1. A special purpose slide rule useful in the determination of an optimum degree of shaft flexibility for a set of golf clubs and for calculating the degree of shaft flexibility required to compensate for an individual's preferences in swing weight and club length, said slide rule comprising:
a base element having a scale marked with flexibility indicia of the golf shafts to be employed in the production of the golf clubs in which said flexibility indicia are a function of the vibration frequency of the shafts; and
- one or more elements moveable with respect to the base scale, said one or more elements having scales thereon, each scale being marked with indicia of a golf club variable, the variables comprising (a) golf club swing weight, (b) golf club length, (c) hosel length, and (d) tip insertion depth, the markings on each of the scales, on said moveable elements including, respectively, (i) a set point based on the reference swing weight, club length, hosel length, and tip insertion depth, utilized in determining the flexibility indicia marked on the fixed scale, and (ii) indicia for swing weights, club lengths, hosel lengths, and tip insertion depths above and below the respective set point swing weight, set point club length, set point hosel length, and set point tip insertion depth, whereby the degree of shaft flexibility compensation is determined by placing a set point for the golf club variable in question in alignment with an initial flexibility index, such that the compensated flexibility index would be in alignment with the variable desired.
2. The slide rule of claim 1, in which the flexibility index is proportional to the driving capability of the individual.
3. The slide rule of claim 2, including a cursor moveable with respect to the fixed and moveable scales.
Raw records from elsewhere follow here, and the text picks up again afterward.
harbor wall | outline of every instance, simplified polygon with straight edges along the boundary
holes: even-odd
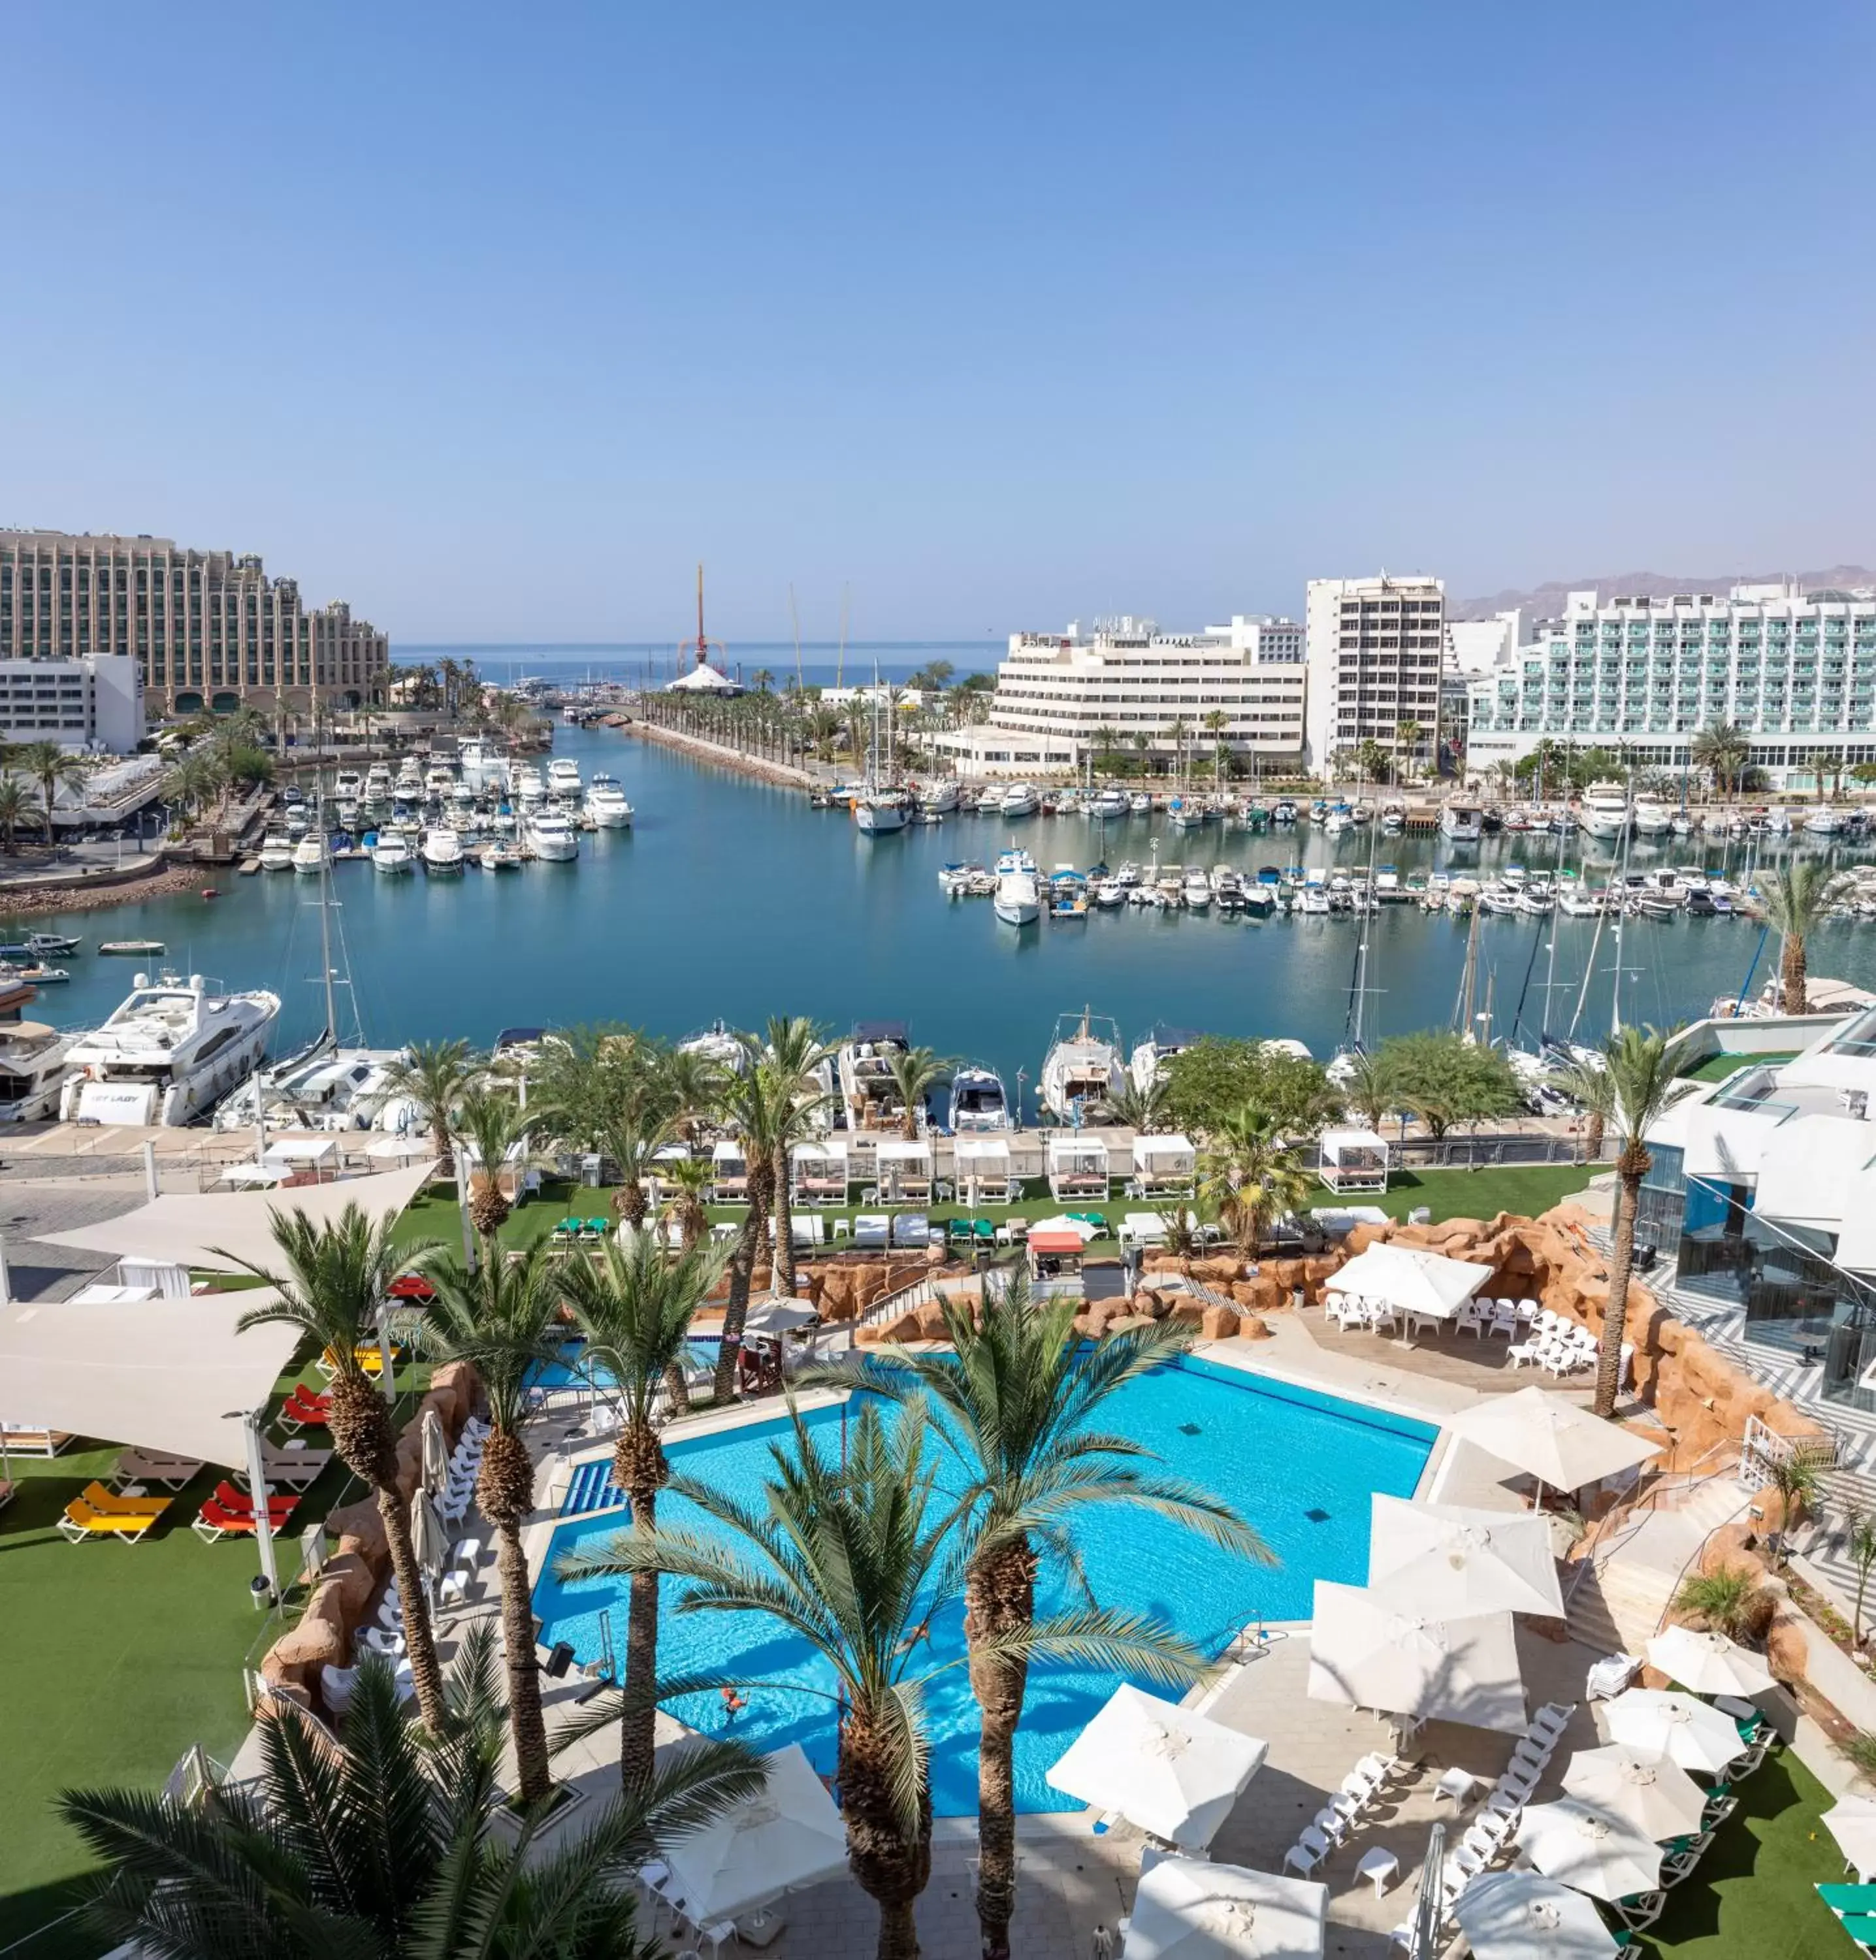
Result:
[[[753,777],[761,783],[775,783],[784,789],[814,790],[825,787],[820,778],[806,769],[790,768],[785,762],[771,762],[754,756],[746,756],[740,749],[726,748],[721,743],[706,742],[700,737],[680,733],[675,728],[661,728],[653,721],[630,721],[619,731],[624,735],[642,736],[647,742],[657,742],[666,749],[676,749],[684,754],[694,756],[701,762],[719,762],[725,768],[735,769],[739,774]]]
[[[206,867],[176,864],[161,854],[95,871],[51,872],[0,884],[0,918],[42,912],[89,912],[143,899],[172,898],[198,889]]]

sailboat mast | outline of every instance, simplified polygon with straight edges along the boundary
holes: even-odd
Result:
[[[792,579],[788,583],[788,623],[794,629],[795,688],[797,692],[800,692],[805,690],[807,682],[801,673],[801,615],[795,610],[795,587]]]
[[[320,812],[320,978],[326,988],[326,1032],[339,1039],[339,1009],[332,998],[332,846],[324,832],[326,813]]]

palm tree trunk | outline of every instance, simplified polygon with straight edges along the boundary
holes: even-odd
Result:
[[[1801,932],[1788,932],[1785,935],[1784,970],[1779,975],[1779,1004],[1788,1014],[1801,1014],[1808,1011],[1804,987],[1808,977],[1804,958],[1804,935]]]
[[[908,1836],[887,1771],[883,1738],[850,1712],[841,1725],[841,1809],[847,1862],[879,1908],[878,1960],[918,1960],[913,1908],[931,1879],[931,1788],[923,1777],[916,1833]]]
[[[541,1707],[541,1671],[534,1663],[534,1594],[518,1519],[493,1521],[495,1569],[501,1582],[501,1644],[508,1667],[508,1726],[523,1803],[544,1802],[554,1787],[547,1755],[547,1717]],[[400,1591],[402,1589],[400,1584]]]
[[[632,1529],[657,1522],[658,1493],[640,1481],[630,1494]],[[625,1706],[619,1720],[619,1780],[627,1796],[649,1788],[657,1764],[658,1575],[634,1572],[626,1608]]]
[[[410,1542],[410,1514],[405,1508],[403,1493],[394,1481],[387,1478],[379,1484],[376,1495],[385,1542],[391,1548],[391,1570],[397,1575],[397,1596],[403,1602],[404,1645],[410,1658],[411,1685],[417,1691],[417,1707],[424,1726],[431,1735],[440,1736],[448,1706],[443,1698],[443,1669],[437,1659],[436,1635],[430,1624],[430,1602]],[[528,1651],[531,1659],[531,1644]]]
[[[794,1210],[788,1197],[788,1150],[785,1144],[776,1147],[773,1175],[775,1196],[771,1208],[775,1214],[775,1290],[792,1293],[795,1290],[795,1225]]]
[[[1596,1399],[1592,1405],[1601,1416],[1615,1413],[1622,1340],[1629,1321],[1629,1274],[1635,1265],[1635,1217],[1646,1161],[1644,1152],[1642,1169],[1635,1169],[1632,1150],[1624,1150],[1616,1165],[1615,1251],[1609,1261],[1609,1301],[1603,1311],[1602,1338],[1596,1351]]]
[[[736,1234],[736,1249],[730,1260],[730,1297],[723,1310],[723,1341],[717,1350],[717,1403],[727,1406],[736,1399],[736,1357],[742,1349],[742,1322],[749,1311],[749,1287],[755,1277],[755,1261],[768,1230],[768,1207],[756,1181],[749,1180],[749,1215]]]
[[[979,1643],[1034,1620],[1035,1572],[1035,1553],[1025,1538],[974,1571],[965,1587],[964,1632],[979,1710],[977,1922],[984,1960],[1010,1960],[1010,1922],[1016,1909],[1016,1728],[1029,1666],[983,1653]]]

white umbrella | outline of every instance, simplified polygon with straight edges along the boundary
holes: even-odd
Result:
[[[1270,1744],[1122,1686],[1047,1771],[1049,1783],[1188,1851],[1202,1851]]]
[[[1368,1589],[1397,1612],[1563,1617],[1549,1522],[1531,1511],[1413,1504],[1376,1491]]]
[[[435,1154],[436,1147],[428,1131],[421,1136],[380,1137],[375,1143],[365,1145],[365,1155],[368,1157],[397,1157],[405,1163]]]
[[[745,1334],[792,1334],[797,1327],[812,1327],[821,1316],[812,1300],[797,1300],[785,1293],[765,1293],[749,1302],[742,1318]]]
[[[1325,1293],[1385,1300],[1410,1313],[1450,1320],[1492,1277],[1490,1266],[1417,1246],[1370,1246],[1322,1283]]]
[[[1630,1688],[1604,1710],[1609,1739],[1716,1776],[1745,1748],[1730,1715],[1672,1689]]]
[[[1581,1892],[1530,1872],[1482,1873],[1452,1911],[1473,1960],[1608,1960],[1620,1951]]]
[[[1876,1871],[1876,1799],[1846,1796],[1824,1814],[1824,1826],[1837,1841],[1837,1849],[1852,1866],[1859,1882]]]
[[[1661,1847],[1654,1839],[1581,1797],[1528,1804],[1518,1844],[1546,1878],[1591,1898],[1628,1898],[1661,1883]]]
[[[1397,1613],[1359,1586],[1316,1581],[1309,1693],[1345,1708],[1521,1732],[1525,1688],[1509,1613]]]
[[[768,1780],[662,1846],[694,1920],[740,1919],[785,1892],[847,1876],[847,1827],[800,1747],[765,1758]]]
[[[1671,1756],[1611,1742],[1579,1749],[1563,1772],[1566,1795],[1626,1817],[1645,1836],[1688,1838],[1700,1828],[1706,1792]]]
[[[1328,1888],[1165,1858],[1134,1895],[1122,1960],[1318,1960]]]
[[[1772,1670],[1724,1634],[1670,1627],[1648,1643],[1648,1664],[1696,1694],[1763,1694]]]
[[[441,1491],[450,1481],[450,1443],[443,1433],[443,1418],[434,1408],[424,1411],[424,1488]]]
[[[419,1490],[410,1500],[410,1548],[417,1563],[432,1579],[443,1570],[450,1556],[450,1534],[443,1528],[437,1507],[428,1491]]]
[[[1631,1469],[1659,1455],[1661,1447],[1545,1389],[1487,1396],[1445,1427],[1449,1435],[1477,1443],[1501,1463],[1560,1491],[1580,1490]]]

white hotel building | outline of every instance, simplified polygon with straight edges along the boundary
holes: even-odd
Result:
[[[1198,633],[1162,633],[1149,619],[1100,620],[1084,635],[1013,633],[997,670],[990,717],[931,738],[962,776],[1067,773],[1100,746],[1169,756],[1183,724],[1186,752],[1229,743],[1241,762],[1300,768],[1305,669],[1293,619],[1234,618]],[[1213,735],[1207,718],[1223,718]]]
[[[1469,690],[1469,770],[1540,742],[1620,749],[1677,768],[1694,735],[1743,730],[1781,786],[1876,759],[1876,594],[1736,585],[1722,595],[1601,600],[1561,619]]]
[[[1311,766],[1326,776],[1337,756],[1366,742],[1429,759],[1446,651],[1444,584],[1418,573],[1312,578],[1303,616]],[[1402,728],[1413,732],[1404,737]]]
4. A special purpose circular slide rule useful in the determination of an optimum degree of shaft flexibility for a set of golf clubs and for calculating the degree of shaft flexibility required to compensate for an individual's preferences in swing weight and club length, said slide rule consisting of a plurality of concentric discs mounted for relative rotation with respect to each other about a common axis, comprising:
- a base disc marked with flexibility indicia of the golf shafts to be employed in the production of the golf clubs in which said flexibility indicia are a function of the vibration frequency of the shafts; and
- one or more discs moveable with respect to the base disc, said one or more discs having scales thereon, each scale being marked with indicia of a golf club variable, the variables comprising: (a) golf club swing weight; (b) golf club length; (c) hosel length; and (d) tip insertion depth; the markings on each of the scales, on said moveable discs, including, respectively, (i) a set point based on the reference swing weight, club length, hosel length, and tip insertion depth, utilized in determining the flexibility indicia marked on the base disc, and (ii) indicia for swing weights, club lengths, hosel lengths, and tip insertion depths above and below the respective set point swing weight, set point club length, set point hosel length, and set point tip insertion depth, whereby the degree of shaft flexibility compensation is determined by placing a set point for the golf club variable in question in radial alignment with an initial flexibility index, such that the compensated flexibility index would lie on the same radial line as the variable desired.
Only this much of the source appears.